The main challenge we faced as a studio is obtaining feedback on what we’re working on. This is the reason why we started looking into going to various conventions, streaming online, and spreading the demo of the game around as much as we can. We love the small audience we have obtained since we started the project and are always asking for ways to improve our project and implement said feedback as soon as we are able to.
We’ll definitely be keeping a close eye on Agent Silhouette, as we can’t wait to see it released!
In the wake of all your game development projects, you also teach game design at ID Tech every summer, stream on Twitch, and even participate in game jams. How do all these things help you personally as a game developer?
When it comes to teaching, It helps me keep up with current development practices and engines. There were a few times where I was asked to teach a subject that I hadn’t touched in a while, so it sort of forces me to continue doing research on various things.
Twitch and game jams are what I use to strengthen my current abilities, obtain feedback, or build relationships within the community.
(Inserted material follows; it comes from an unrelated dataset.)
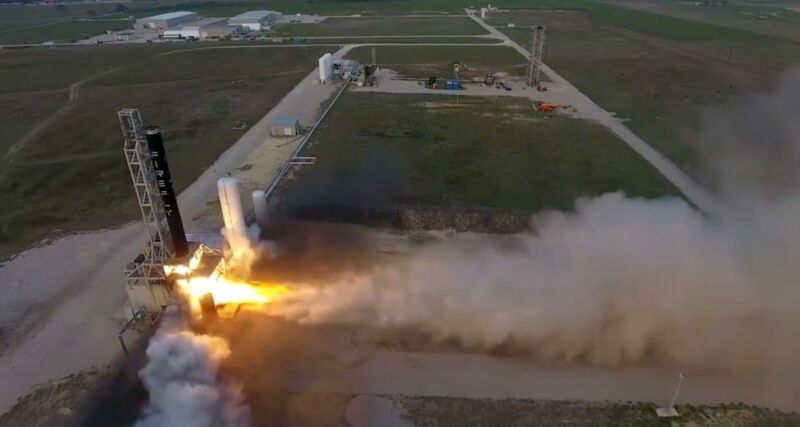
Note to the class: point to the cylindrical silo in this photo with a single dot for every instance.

Streaming is the best way I find to get opinions or feedback on what you’re currently working on, whether it’s a standard project or a game jam game. It feels great to hear from others as you are developing.
It’s almost the same for game jams. I find them great for taking your mind off of any current project problems and to just let loose and have some fun making something short and sweet. I also use them to test out newly learned skills, like if I want to see how I’ve improved on the art side of things without having to touch or worry about code. Game jams are also a great way to make friends in the industry.
It looks like we’re running out of time, Joshua, so let’s finish this interview off with one last question. What is your advice to other indie game developers in general for developing games, getting into the industry, or adapting to concepts like gamification?
Embrace the dreams you have, whether you’re just entering, or you have been working on a passion project for however long. We all need a dream or future goal to keep us going along whatever path we decide to take. Another thing if you’re starting out is to keep your first few projects small. It’ll help you learn a lot about the development process. I’m also free to answer questions and give advice on my Twitter or you can catch me on my stream (I stream Tuesdays, Thursdays, and the weekend), and I’ll be more than glad to help in any way I can.
That’s all the time we have for this Learner Success Story. A huge thank you to Joshua for taking the time to interview with us and share a wealth of game development experience and information!